Blog/Gen AI/Smarter AI Queries: How Snowflake Is Raising the Bar on Quality and Efficiency
MAY 28, 2026/14 min readGen AI

Smarter AI Queries: How Snowflake Is Raising the Bar on Quality and Efficiency

Most of the data that drives business decisions (support tickets, product reviews, contracts, survey responses) is unstructured text that traditional SQL cannot reason about. Snowflake Cortex AI Functions changes that by bringing LLM reasoning directly into SQL. A single query can filter, classify or summarize millions of rows of text without building a custom ML pipeline.

Adoption has been fast, and teams are now running Cortex AI Functions in production pipelines that process hundreds of millions of rows on a daily schedule. That volume is a sign that the approach works, but it also raises two questions that every team running AI at scale needs to answer:

  1. How do you know the output is correct? LLMs hallucinate, and analyses can contain claims that the data does not support.
  2. How do you make AI efficient enough to run at scale? LLM inference is resource-intensive, and overhead grows linearly with table size unless you reduce the number of calls.
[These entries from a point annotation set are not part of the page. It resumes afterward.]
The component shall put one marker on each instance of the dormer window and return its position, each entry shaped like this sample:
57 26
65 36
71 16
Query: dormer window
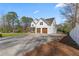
41 23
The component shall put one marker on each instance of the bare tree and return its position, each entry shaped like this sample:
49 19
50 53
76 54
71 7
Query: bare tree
70 12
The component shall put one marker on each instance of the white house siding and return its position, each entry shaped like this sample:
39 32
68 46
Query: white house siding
41 26
75 34
33 24
50 29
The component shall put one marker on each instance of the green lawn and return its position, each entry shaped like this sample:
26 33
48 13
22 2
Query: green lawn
13 34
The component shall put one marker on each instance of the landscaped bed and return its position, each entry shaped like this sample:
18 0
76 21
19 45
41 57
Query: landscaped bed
53 49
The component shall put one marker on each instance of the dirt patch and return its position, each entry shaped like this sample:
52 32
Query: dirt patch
53 49
69 41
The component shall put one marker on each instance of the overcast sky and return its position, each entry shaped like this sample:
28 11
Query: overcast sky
34 10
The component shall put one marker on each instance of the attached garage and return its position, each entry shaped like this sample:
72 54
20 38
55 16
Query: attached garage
44 30
38 30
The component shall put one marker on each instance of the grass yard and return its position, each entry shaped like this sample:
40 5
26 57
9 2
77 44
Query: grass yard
13 34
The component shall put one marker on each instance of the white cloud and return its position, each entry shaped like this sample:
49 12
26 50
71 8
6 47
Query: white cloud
60 5
36 11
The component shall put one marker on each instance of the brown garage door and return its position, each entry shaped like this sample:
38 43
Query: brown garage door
38 30
44 30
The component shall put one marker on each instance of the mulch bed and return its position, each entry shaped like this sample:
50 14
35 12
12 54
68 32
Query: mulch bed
53 49
69 41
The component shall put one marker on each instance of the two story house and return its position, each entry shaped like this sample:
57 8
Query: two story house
44 26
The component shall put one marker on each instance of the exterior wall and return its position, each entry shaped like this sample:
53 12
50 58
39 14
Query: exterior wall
50 29
41 26
75 34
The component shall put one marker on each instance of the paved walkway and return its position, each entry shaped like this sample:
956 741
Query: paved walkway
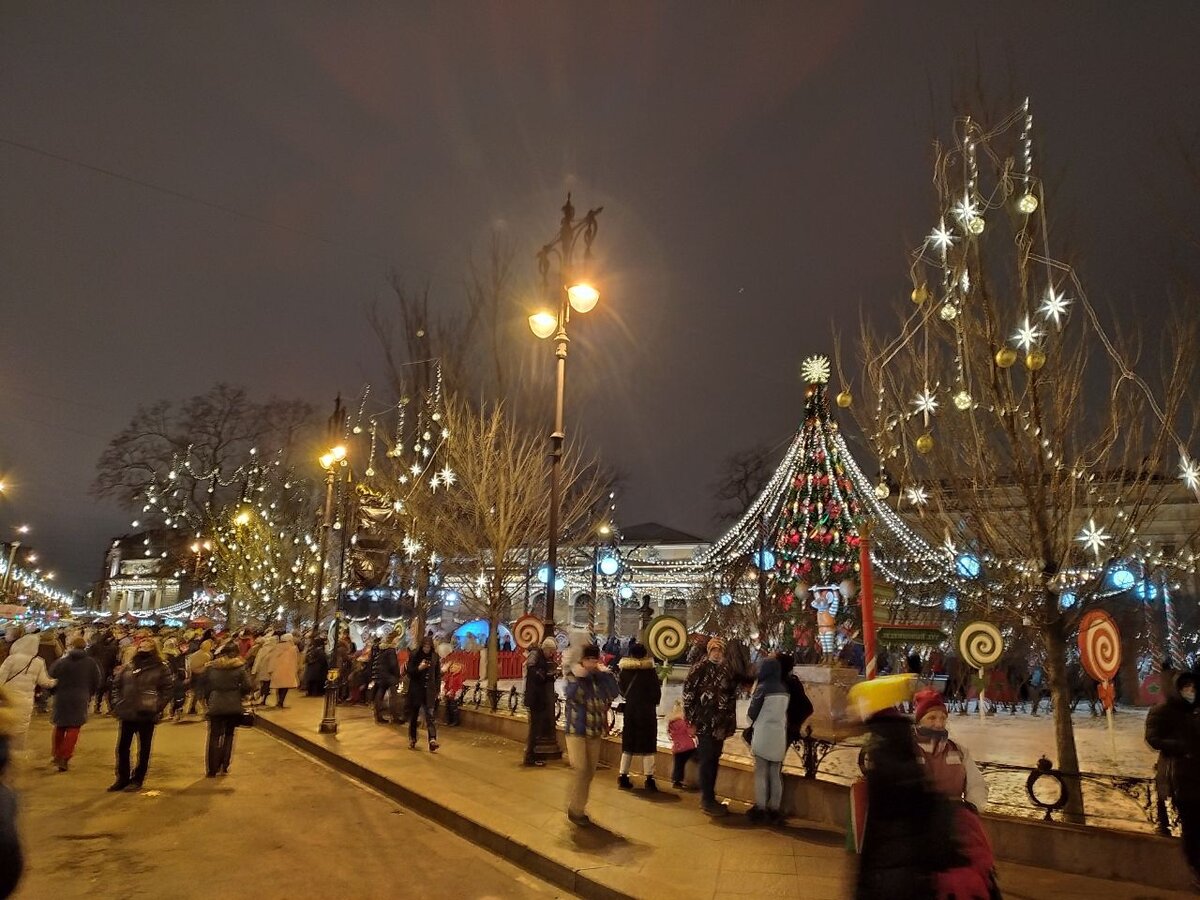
641 845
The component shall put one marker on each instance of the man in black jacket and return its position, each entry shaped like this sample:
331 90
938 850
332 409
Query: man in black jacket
1173 727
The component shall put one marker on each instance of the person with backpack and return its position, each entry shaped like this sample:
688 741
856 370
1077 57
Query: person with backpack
22 675
77 678
142 690
227 685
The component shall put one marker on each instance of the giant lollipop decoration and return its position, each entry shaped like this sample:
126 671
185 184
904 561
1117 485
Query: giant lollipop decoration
666 637
528 631
1099 651
981 645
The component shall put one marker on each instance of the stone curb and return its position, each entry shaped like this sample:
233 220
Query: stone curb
577 881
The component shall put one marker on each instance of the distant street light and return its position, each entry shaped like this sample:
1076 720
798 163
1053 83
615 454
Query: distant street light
573 293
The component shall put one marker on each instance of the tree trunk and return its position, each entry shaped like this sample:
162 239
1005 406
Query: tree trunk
1055 640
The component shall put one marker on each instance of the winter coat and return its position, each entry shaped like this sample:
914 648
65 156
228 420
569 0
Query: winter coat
588 697
21 675
424 683
768 712
1173 727
709 700
286 664
262 670
642 691
539 694
387 666
228 682
909 834
78 679
799 707
143 688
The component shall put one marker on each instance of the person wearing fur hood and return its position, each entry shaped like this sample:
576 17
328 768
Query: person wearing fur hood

Over the past year, the Snowflake AI Research team has been working with researchers at Brown University, UC Los Angeles, University of Chicago and UC Santa Barbara to address both. The result is five papers that push the state of the art on Cortex AI Functions quality and efficiency, and that shapes how we build the product:

  1. Perfect classification accuracy at 3.2x lower cost when verifying benchmark claims from AI-generated summaries of real customer review data. (Evergreen)
  2. A new benchmark that tests analytical correctness, not just pipeline execution, exposing how small early errors cascade into wrong conclusions across enterprise analytics tasks. (AvalancheBench)
  3. Maximizing semantic ranking accuracy across compute budgets by dynamically selecting the near-optimal ranking strategy. (Semantic ORDER BY)
  4. Up to 19x reduction in AI query overhead by learning smarter filter evaluation order in real time, while maintaining the same accuracy, when compared to Palimpzest and Quest.
  5. 95%+ accuracy across every data set tested by routing easy rows through a faster, smaller model and escalating only uncertain cases to the full LLM. (Streaming Model Cascades)
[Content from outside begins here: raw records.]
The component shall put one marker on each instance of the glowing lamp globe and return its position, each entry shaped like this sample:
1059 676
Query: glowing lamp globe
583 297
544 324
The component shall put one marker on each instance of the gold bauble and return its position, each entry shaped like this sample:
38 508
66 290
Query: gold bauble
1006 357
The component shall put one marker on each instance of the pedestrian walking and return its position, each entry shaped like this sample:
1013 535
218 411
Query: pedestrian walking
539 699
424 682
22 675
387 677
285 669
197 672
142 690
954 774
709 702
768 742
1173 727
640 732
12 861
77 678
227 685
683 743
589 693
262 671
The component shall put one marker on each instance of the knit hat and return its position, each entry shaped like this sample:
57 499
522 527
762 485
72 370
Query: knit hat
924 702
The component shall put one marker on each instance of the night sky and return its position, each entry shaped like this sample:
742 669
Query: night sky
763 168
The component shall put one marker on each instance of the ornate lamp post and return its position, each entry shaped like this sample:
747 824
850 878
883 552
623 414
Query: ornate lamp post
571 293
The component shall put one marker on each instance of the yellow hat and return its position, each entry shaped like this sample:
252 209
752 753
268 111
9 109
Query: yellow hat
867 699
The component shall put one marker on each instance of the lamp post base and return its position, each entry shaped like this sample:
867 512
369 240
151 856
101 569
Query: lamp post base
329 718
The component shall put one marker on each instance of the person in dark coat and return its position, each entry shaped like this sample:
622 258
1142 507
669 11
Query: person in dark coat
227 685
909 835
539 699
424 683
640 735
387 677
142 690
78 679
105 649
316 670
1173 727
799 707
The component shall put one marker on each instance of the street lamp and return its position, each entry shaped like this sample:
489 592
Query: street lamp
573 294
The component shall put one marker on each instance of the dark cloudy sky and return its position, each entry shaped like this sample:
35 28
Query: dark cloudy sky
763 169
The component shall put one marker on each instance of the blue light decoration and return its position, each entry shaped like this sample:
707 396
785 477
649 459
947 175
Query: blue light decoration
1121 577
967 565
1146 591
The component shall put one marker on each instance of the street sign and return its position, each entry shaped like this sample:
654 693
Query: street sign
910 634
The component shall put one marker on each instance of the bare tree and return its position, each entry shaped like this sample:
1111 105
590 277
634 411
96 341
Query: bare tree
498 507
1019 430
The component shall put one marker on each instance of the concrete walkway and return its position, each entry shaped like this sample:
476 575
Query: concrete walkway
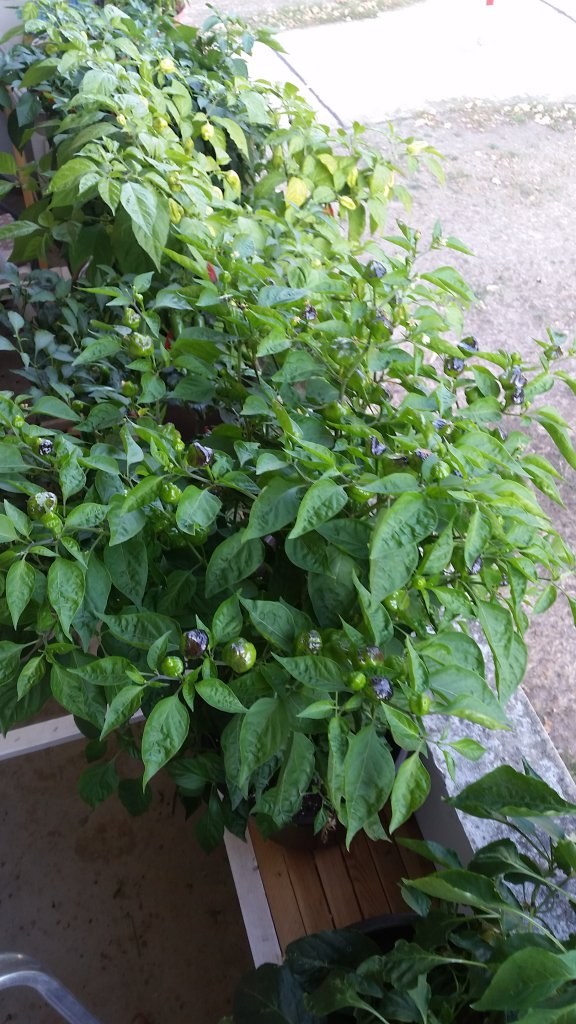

Those two questions — How do you ensure the output is correct? And how do you run efficiently at scale? — organize the rest of this post. For each paper, we describe the problem it addresses, how the research solves it and the key results.

How do we evaluate accuracy?

When a pipeline summarizes thousands of rows, you need to know whether the output is actually correct. Most benchmarks do not answer that question because they test isolated model performance on narrow tasks, not whether a full pipeline produces correct business answers. We tackled this at two levels: individual AI operators and end-to-end pipelines.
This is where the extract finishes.